No electoral alliance until districts are drawn: Al-Nour Party

Daily News Egypt
2 Min Read
A court entitled to rule on political parties’ affairs rejected Sunday a lawsuit demanding the Al-Nour Party’s dissolution on the grounds of its religious basis. (AFP File Photo)
The El-Nour party has accused the newly appointed Prime Minister of sidelining the salafist party when forming his new cabinet (photo: AFP)
No electoral alliance until districts are drawn: Al-Nour Party.
(AFP File Photo)

The Salafi Al-Nour Party will not commit to an electoral coalition until district lines are drawn, announced chairman Younes Makhioun on Saturday.

The conservative Islamist party’s supreme body met on Saturday evening to agree on how it would proceed regarding upcoming parliamentary elections and begin determining party candidates across various governorates.
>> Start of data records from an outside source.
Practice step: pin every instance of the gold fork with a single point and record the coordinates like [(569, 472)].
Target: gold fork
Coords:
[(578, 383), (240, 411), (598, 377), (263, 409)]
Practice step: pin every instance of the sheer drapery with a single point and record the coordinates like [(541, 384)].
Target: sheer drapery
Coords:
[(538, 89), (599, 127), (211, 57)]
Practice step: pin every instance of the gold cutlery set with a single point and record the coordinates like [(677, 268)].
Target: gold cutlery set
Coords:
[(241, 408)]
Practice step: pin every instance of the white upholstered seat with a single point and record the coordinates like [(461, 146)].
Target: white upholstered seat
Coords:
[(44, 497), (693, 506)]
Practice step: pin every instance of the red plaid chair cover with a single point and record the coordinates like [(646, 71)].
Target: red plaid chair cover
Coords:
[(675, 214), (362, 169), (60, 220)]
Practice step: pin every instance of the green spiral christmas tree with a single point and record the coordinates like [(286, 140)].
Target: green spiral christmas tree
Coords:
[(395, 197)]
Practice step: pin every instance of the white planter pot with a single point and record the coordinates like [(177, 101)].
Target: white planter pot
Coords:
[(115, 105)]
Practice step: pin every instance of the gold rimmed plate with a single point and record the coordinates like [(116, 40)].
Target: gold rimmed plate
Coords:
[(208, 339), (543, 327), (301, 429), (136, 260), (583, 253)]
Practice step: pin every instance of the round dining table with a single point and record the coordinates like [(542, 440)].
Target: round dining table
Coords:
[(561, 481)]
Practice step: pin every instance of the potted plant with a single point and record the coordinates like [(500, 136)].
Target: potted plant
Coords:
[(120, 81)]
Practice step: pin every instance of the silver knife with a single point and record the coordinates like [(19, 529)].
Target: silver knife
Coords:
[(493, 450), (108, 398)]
Those who attended the meeting included secretary-general of the party Galal Morra, supreme body head Tarek Al-Sahry and Al-Nour Party Deputy Chairman Mostafa Khalifa.

The party previously said it was open to forming a coalition with civil parties in elections. “There are a number of civil parties close to our orientations with whom we can form a coalition,” said assistant head Ashraf Thabet in an interview in June.

Al-Nour Party, which backed former president Mohamed Morsi’s ouster last year, is the only Islamist party that has thus far expressed its intentions to run in upcoming elections for the House of Representatives and has participated in the country’s transitional roadmap, including amending the constitution.

Earlier this summer the Salafi Da’wa in Matruh, which is associated with the party, said it would focus on preaching and distance itself from political developments.

Last month President Abdel Fattah Al-Sisi formed a committee to oversee parliamentary elections. Former interim president Adly Mansour passed the elections law, but final districting for the elections have not been determined. The law stipulates the House of Representatives will consist of 540 elected seats and up to 27 more that will be appointed by the president, setting the total at 567. 420 of the elected seats will be voted in on an individual basis while the remaining 120 will adhere to the party list system.